# install.packages("tidyverse")
# install.packages("palmerpenguins")
library(tidyverse)
library(palmerpenguins)
Solution to ggplot tasks
1 Get started
First we need to load the packages needed to complete this task:
- Have a look at the penguin data set
penguins
# A tibble: 344 × 8
species island bill_length_mm bill_depth_mm flipper_length_mm body_mass_g
<fct> <fct> <dbl> <dbl> <int> <int>
1 Adelie Torgersen 39.1 18.7 181 3750
2 Adelie Torgersen 39.5 17.4 186 3800
3 Adelie Torgersen 40.3 18 195 3250
4 Adelie Torgersen NA NA NA NA
5 Adelie Torgersen 36.7 19.3 193 3450
6 Adelie Torgersen 39.3 20.6 190 3650
# ℹ 338 more rows
# ℹ 2 more variables: sex <fct>, year <int>
2 Exploratory plotting
2.1 Relationship between bill length and bill depth (scatterplot)
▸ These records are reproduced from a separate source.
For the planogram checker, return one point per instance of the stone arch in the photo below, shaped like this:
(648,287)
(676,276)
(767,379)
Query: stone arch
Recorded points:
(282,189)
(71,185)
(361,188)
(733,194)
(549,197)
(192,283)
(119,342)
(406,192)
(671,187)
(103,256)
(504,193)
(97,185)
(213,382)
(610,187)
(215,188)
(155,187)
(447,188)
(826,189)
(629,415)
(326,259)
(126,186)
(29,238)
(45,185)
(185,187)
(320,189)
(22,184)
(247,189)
What is the relationship between bill length and bill depth?
First, I created a scatter plot and added a linear regression line. From the plot, It looks like bill length is decreasing with increasing bill depth.
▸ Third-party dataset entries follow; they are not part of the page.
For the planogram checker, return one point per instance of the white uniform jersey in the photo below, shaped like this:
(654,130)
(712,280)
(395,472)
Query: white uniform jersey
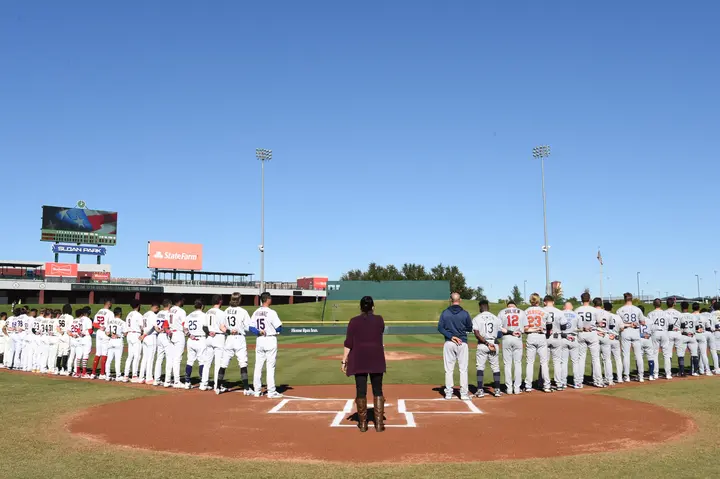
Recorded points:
(265,319)
(487,325)
(536,317)
(115,327)
(588,317)
(195,323)
(102,317)
(569,322)
(64,322)
(216,317)
(237,319)
(657,320)
(630,315)
(513,319)
(149,322)
(133,322)
(86,327)
(177,319)
(553,317)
# Bill length vs. bill depth scatterplot with regression line
ggplot(
data = penguins,
aes(
x = bill_length_mm,
y = bill_depth_mm
)+
) geom_point() +
geom_smooth(method = "lm", se = FALSE)
`geom_smooth()` using formula = 'y ~ x'
Warning: Removed 2 rows containing non-finite outside the scale range
(`stat_smooth()`).
Warning: Removed 2 rows containing missing values or values outside the scale range
(`geom_point()`).
# or short
ggplot(penguins, aes(bill_length_mm, bill_depth_mm)) +
geom_point() +
geom_smooth(method = "lm", se = FALSE)
If we add the color aesthetic locally to the point layer, only this layer will be affected by it. The regression line is not separated by species but still calculated and plotted for all data points together:
# Bill length vs. bill depth scatterplot with regression line
# color as aesthetic local to the point layer
ggplot(penguins, aes(bill_length_mm, bill_depth_mm)) +
geom_point(aes(color = species)) +
geom_smooth(method = "lm", se = FALSE)
We can see an example of the Simpson’s paradox here. If you don’t consider species, it looks like the bill depth decreases with bill length. But after separating the data by species, we see that the effect is actually the opposite.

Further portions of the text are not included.